Problems are created by people, Ebla thought, still lying on her mat in the hut. But there is no problem without a solution. Maybe it is good that I should stay to take care of my grandfather, to see to it that he dies peacefully and is buried peacefully. But should I think of someone who does not think of me? It is he who has given my hand to the old man, exchanging me for camels.
She let her hand touch the mat on which she had been lying awake the whole night. It was the same mat on which she sat to talk to many of her suitors, in the dark. In this same hut—or in another one: maybe in a different area, twenty or thirty miles farther up or down, in one direction or another. She sniggered at what some had said to her. She enjoyed talking to others. But none of them was an old man like Giumaleh, the one to whom fate had handed her over. It was yesterday morning that her grandfather had accepted Giumaleh’s proposal. He was an old man of forty-eight: fit to be her father. Two of his sons had alternately courted her. But only the younger one was very keen on her. Probably he did not propose because his elder brother had not yet got married. At least, that was the hint that he gave—not to Ebla in person, but to friends. Gossip goes around swiftly: women hear a lot and talk a lot, and tell many lies. But Ebla did not believe a word of it. Obstinate, they would say, maybe hammering the word on her had made her that way. Maybe in a way she was obstinate.
She closed her eyes and imagined herself in the same bed with Giumaleh. Horrible. She just could not imagine it without going absolutely berserk. It was madly terrifying. The way things were, nobody seemed to care whether they harmed one another. Everybody for himself. No one gave a damn if something he did was inconvenient to others. One came out of one’s mother’s womb alone. One tried to solve one’s problems alone. One died alone, isolated. One was put in a grave, and left behind under the ground. As soon as the corpse had been put in the grave and everyone had headed for his home to mourn, it was said that the dead heard the sound of people. Even th
e sound which was made by their feet. That is what the prophet and great saints had said.

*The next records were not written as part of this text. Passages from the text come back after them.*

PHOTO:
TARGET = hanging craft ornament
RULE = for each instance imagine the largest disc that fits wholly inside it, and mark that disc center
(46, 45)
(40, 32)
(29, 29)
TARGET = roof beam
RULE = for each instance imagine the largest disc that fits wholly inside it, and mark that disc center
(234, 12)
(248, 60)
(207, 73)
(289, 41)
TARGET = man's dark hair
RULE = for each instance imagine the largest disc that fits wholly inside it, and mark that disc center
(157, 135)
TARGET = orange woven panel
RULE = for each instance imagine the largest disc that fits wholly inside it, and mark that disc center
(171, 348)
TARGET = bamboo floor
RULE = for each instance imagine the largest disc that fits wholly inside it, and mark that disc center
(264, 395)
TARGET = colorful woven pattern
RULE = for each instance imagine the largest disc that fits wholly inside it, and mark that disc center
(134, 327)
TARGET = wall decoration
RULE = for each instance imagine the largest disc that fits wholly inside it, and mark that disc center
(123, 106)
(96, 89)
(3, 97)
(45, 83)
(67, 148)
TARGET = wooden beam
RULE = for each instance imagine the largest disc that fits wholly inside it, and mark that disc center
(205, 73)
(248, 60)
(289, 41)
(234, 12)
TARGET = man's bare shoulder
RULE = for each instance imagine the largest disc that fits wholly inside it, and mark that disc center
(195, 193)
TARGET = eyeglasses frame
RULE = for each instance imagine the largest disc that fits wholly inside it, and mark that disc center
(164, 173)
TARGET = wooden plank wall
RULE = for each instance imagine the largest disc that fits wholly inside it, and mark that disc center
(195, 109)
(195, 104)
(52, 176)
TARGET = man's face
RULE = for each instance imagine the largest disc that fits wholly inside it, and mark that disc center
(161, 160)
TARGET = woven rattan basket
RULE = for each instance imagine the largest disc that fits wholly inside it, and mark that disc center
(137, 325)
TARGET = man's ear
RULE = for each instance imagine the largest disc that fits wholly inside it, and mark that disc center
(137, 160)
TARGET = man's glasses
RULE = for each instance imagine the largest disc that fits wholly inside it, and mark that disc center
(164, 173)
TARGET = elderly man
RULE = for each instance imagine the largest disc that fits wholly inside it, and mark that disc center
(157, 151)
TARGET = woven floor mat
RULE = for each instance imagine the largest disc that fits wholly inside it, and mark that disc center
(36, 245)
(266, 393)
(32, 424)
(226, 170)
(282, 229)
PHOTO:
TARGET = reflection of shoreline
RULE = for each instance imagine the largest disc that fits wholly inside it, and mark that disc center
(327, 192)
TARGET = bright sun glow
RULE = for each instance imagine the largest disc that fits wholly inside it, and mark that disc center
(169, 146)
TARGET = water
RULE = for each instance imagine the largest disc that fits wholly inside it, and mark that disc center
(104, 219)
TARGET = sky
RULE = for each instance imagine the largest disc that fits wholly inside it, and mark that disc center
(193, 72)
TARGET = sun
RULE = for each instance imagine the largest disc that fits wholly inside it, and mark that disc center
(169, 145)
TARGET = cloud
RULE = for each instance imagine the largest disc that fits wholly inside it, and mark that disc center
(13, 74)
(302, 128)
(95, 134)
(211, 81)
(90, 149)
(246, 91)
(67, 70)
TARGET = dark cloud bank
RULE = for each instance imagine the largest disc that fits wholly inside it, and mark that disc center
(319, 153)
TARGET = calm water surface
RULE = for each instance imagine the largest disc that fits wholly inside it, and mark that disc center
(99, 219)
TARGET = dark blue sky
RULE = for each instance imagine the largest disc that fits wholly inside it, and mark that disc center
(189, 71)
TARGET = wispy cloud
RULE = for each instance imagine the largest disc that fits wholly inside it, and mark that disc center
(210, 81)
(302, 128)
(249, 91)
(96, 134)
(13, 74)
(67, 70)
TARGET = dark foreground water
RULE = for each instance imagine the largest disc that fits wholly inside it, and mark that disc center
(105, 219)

Soft warm air blew the door to and fro: very comforting. ‘It makes one pleased,’ she thought, ‘the wind blowing things like that.’ Actually what served as the door was a piece of cloth hanging from above the ceiling just to hide those inside. It would be inconvenient to be inside those huts with nothing to hide you.
Ebla stood up and dusted her robe, a very big robe wrapped around her body. A piece of it hung on her back, to serve as a baby-carrier or even as a vessel, or a shoulder-cover—or for countless other purposes.

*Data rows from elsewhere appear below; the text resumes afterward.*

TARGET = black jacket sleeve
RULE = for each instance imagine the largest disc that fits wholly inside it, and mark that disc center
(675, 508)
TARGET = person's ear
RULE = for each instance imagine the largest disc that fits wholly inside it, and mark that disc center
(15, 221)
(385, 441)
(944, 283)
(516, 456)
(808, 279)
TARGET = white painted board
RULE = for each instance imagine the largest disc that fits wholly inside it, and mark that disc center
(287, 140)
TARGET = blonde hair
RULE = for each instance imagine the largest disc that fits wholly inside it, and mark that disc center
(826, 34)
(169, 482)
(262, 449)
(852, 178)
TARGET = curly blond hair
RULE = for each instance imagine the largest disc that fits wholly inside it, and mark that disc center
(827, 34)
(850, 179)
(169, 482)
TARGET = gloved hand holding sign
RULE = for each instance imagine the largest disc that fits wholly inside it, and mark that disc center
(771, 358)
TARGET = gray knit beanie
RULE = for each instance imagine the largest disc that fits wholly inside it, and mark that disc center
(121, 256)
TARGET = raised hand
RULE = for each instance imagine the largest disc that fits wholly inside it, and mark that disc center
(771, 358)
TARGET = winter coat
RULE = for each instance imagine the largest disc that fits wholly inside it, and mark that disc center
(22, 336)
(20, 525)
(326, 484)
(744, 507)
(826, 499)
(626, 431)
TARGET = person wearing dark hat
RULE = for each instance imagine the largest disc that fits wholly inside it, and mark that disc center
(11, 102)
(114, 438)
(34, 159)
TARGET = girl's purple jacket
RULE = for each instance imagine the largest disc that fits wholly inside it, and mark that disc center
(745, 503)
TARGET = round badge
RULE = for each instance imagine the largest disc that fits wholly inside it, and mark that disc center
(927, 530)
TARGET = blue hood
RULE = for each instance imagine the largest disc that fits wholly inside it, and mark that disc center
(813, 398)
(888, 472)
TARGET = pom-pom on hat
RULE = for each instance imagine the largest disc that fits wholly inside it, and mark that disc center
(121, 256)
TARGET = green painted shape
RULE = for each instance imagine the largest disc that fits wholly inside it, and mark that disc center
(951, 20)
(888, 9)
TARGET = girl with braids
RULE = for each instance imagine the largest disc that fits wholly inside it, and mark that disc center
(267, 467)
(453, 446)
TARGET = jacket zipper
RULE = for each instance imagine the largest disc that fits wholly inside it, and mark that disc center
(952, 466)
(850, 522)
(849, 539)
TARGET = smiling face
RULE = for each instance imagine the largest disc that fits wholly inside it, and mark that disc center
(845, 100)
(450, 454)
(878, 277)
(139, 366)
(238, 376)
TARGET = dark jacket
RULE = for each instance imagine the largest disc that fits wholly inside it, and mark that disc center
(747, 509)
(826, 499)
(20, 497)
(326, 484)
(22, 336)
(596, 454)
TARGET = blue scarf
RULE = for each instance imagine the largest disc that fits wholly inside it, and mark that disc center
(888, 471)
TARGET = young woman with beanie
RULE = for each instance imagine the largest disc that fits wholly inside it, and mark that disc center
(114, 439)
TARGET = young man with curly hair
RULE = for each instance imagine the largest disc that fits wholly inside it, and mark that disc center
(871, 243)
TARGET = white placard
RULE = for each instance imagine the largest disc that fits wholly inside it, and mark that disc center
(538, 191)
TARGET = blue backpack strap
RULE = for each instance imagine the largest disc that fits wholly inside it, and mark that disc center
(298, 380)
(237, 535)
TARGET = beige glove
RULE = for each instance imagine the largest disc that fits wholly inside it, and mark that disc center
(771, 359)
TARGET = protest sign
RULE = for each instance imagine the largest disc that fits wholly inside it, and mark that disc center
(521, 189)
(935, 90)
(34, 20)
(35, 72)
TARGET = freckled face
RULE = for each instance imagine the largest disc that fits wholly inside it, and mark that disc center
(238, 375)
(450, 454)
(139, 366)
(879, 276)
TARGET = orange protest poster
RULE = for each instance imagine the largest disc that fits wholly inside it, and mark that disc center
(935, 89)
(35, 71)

She was very much worried, not for herself, but for her grandfather. She could not dismiss the thought just by shrugging her shoulders. She was not that type. She was a woman, a responsible woman of eighteen, going on nineteen.
Ordinarily, she was not a weak-minded girl. Not once in her life had she stopped doing anything because it would harm others. But this time, it was different. It was too much for her, far too much. She could not bear to think of waiting to get married to Giumaleh. To be in the doldrums—or to disappoint everyone, especially her grandfather? If she stayed, she thought, she would always be in low spirits. And if she went what would happen?
Yes. What if she went?
Something rang in her mind. But where would she go to? And to whom? And with whom?
Next to her, her friend, a girl of her own age, was snoring in her sleep. But she looked absolutely dead. Ebla stood up. Her left arm was asleep. She massaged it with her right hand. The edge of her robe lay underneath her friend’s knee. Ebla tried to give it a tug without waking up her friend. At first she appeared to have woken up. Ebla stopped, motionless for a while. But the friend had put more of Ebla’s robe underneath her body. Decidedly (and come what may, she thought) she pulled her robe. Thank God! The robe pulled out. And the friend still lay asleep, as if undisturbed.